We’ve already raised $1,026,000 of our total goal of $1.92 million
Southern Great Bear Rainforest tenure
Sitting on the coast of British Columbia, Canada, the Southern Great Bear tenure covers 18,239 km2, more than a quarter of the Great Bear Rainforest. Purchasing this tenure protects dozens of species from being commercially trophy hunted because it gives us the exclusive rights to commercially guide trophy hunters.
We buy the rights to guide people to shoot wildlife – and our clients choose not to shoot the wildlife.
Safeguarding Coastal Carnivores in the Southern Great Bear Rainforest. [web map].
The Southern tenure contains significant populations of grizzlies, cougars, black bears, wolves, and Roosevelt elk left in BC and contains six major coastal inlets, over 10 major river systems with critical estuaries and countless smaller named and unnamed watersheds that support healthy ecosystems – from Smith Inlet to Toba Inlet. This purchase also exemplifies the new economy as there are more than 19 ecotourism companies who rely on respectful wildlife viewing.
Photo by Michelle Valberg
Permanent end to commercial trophy hunting
Raincoast controls the commercial hunting rights in five tenures, more than 38,000 km2 of the BC coast – an area larger than Vancouver Island or the entire country of Belgium.
Through the acquisition of these tenures, we own the commercial hunting rights in perpetuity, thus protecting all coastal carnivores that would be, otherwise, subject to trophy hunting.
Buying hunting territories, a permanent fix
Raincoast began purchasing hunting tenures back in 2005, when it was clear a different solution to the vagaries of political objectives was needed. Despite our campaign success 20 years ago, achieving a province-wide moratorium on grizzly hunting, the trophy hunt ban was overturned by a subsequent government following a provincial election. Purchasing tenures appeared to be the only permanent solution to stopping commercial trophy hunting. Purchasing hunting tenures demonstrated our support for the First Nations control of their resources in the Great Bear Rainforest.
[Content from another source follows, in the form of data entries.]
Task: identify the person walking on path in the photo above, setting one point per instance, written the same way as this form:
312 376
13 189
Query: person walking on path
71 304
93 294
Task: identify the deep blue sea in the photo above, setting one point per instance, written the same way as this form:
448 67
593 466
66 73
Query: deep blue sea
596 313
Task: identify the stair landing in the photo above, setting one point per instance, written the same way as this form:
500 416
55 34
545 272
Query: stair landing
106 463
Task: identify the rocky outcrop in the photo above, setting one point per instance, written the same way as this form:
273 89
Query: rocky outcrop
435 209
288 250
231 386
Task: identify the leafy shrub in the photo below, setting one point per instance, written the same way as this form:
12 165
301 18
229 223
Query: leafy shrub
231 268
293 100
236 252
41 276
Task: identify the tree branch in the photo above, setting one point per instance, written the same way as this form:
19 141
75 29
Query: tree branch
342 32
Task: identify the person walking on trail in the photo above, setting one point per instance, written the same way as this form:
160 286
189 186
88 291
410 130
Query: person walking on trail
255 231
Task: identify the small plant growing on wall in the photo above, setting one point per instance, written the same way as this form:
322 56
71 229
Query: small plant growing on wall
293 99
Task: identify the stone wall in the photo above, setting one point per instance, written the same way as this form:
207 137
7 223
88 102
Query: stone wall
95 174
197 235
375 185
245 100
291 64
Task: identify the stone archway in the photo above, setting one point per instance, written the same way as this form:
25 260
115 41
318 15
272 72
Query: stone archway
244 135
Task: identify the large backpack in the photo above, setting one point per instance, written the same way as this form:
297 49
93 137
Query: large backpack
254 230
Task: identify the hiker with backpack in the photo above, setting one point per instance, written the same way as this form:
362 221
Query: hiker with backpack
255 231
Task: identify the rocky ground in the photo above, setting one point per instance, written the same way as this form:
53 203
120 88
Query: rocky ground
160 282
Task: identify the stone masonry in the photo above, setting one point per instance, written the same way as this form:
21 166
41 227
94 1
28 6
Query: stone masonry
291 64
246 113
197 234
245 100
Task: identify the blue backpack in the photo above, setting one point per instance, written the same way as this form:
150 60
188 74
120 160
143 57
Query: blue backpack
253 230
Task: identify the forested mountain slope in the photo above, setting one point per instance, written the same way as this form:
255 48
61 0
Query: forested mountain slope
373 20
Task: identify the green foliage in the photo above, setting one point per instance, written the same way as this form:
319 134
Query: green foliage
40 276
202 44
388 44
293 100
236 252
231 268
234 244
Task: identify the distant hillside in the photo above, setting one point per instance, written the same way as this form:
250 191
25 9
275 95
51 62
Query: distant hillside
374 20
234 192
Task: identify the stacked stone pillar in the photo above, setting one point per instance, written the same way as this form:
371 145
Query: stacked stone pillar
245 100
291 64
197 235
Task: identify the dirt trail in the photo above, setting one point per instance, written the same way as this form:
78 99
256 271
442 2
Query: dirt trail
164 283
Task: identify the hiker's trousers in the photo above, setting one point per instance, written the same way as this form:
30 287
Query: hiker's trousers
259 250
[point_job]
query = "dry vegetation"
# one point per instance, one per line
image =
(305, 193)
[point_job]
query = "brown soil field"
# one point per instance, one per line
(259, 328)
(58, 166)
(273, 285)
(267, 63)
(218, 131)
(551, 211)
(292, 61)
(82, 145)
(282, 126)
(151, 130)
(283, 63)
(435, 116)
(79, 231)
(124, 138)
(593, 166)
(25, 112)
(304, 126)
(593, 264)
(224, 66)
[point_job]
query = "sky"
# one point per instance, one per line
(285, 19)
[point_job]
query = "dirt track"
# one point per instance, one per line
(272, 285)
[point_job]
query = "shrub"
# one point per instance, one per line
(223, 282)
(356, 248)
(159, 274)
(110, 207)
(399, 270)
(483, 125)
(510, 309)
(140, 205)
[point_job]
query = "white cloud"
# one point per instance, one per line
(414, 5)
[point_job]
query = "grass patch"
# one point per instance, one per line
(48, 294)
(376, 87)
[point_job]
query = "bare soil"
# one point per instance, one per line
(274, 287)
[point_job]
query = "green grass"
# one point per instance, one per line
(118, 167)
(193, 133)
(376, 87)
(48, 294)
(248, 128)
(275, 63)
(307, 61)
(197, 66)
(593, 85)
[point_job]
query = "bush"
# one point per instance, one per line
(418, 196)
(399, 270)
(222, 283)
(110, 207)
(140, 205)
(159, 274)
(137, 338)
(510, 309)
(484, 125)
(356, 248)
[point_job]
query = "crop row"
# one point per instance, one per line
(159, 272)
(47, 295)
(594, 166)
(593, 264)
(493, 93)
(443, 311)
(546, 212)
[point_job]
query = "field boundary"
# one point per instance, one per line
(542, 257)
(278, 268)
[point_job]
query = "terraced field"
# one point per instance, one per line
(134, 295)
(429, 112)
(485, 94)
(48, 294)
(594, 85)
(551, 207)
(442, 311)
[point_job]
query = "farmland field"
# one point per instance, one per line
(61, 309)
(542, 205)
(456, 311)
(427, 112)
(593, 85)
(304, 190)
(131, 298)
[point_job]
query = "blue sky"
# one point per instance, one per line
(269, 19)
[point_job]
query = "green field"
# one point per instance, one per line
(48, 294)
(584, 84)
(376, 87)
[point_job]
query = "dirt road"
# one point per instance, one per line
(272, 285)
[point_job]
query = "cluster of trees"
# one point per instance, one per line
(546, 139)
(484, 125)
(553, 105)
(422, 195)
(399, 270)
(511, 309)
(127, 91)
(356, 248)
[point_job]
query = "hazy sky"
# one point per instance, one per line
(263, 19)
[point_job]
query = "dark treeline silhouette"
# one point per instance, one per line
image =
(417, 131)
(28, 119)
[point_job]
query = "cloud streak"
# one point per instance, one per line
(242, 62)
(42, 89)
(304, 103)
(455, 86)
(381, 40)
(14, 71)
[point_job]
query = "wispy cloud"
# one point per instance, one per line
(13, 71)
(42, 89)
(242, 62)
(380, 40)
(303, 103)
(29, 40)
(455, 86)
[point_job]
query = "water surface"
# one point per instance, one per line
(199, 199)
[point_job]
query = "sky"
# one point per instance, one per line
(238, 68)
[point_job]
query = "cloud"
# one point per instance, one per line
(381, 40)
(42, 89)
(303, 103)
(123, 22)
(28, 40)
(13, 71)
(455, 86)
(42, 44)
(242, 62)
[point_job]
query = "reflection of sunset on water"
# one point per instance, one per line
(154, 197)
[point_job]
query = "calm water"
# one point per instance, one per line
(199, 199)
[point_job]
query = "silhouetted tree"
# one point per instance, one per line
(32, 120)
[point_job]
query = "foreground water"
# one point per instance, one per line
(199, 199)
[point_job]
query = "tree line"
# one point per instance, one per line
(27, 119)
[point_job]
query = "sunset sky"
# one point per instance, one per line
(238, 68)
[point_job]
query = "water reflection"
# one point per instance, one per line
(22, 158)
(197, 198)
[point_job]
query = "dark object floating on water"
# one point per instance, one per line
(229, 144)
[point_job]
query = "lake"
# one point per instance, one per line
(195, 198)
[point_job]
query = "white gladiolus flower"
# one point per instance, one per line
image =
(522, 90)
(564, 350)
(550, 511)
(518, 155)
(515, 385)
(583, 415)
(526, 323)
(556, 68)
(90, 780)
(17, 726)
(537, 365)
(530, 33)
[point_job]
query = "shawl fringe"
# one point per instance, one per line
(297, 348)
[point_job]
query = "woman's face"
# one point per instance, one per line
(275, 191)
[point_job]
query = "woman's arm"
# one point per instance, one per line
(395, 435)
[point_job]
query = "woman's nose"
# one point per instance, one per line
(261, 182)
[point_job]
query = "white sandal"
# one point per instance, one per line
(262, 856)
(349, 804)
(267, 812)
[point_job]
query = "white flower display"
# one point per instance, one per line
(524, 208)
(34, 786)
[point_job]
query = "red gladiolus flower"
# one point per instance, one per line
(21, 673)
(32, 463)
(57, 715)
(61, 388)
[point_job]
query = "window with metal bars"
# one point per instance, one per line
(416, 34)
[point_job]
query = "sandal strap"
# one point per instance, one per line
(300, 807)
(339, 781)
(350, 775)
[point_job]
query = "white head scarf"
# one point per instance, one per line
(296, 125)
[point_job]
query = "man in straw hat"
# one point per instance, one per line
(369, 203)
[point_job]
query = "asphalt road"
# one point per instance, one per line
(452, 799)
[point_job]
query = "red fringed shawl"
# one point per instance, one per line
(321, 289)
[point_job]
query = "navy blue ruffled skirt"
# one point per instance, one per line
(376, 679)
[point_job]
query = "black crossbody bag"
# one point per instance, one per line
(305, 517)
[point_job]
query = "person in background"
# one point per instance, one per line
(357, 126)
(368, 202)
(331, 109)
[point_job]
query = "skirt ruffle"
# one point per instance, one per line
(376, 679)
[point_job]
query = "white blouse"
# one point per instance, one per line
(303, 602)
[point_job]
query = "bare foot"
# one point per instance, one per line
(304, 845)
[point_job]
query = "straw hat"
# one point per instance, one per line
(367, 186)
In 2017, after 20 years of public campaigning, the province ended the grizzly trophy hunt. While welcomed and long fought, this did not negate the need for protection for the other approximately 60 species that trophy hunters are allowed to exploit. Acquiring hunting territories is a permanent solution, not just for grizzlies, but for all carnivores hunted for trophies.
Working with First Nations
Your support will help Raincoast and our First Nations partners end commercial trophy hunting in their territories. Purchasing these tenures is one small part in the process of supporting First Nations stewardship in the Great Bear Rainforest.
Our ultimate goal is to secure the rights to all commercial trophy hunting tenures in the Great Bear Rainforest. We now stand poised to complete the job.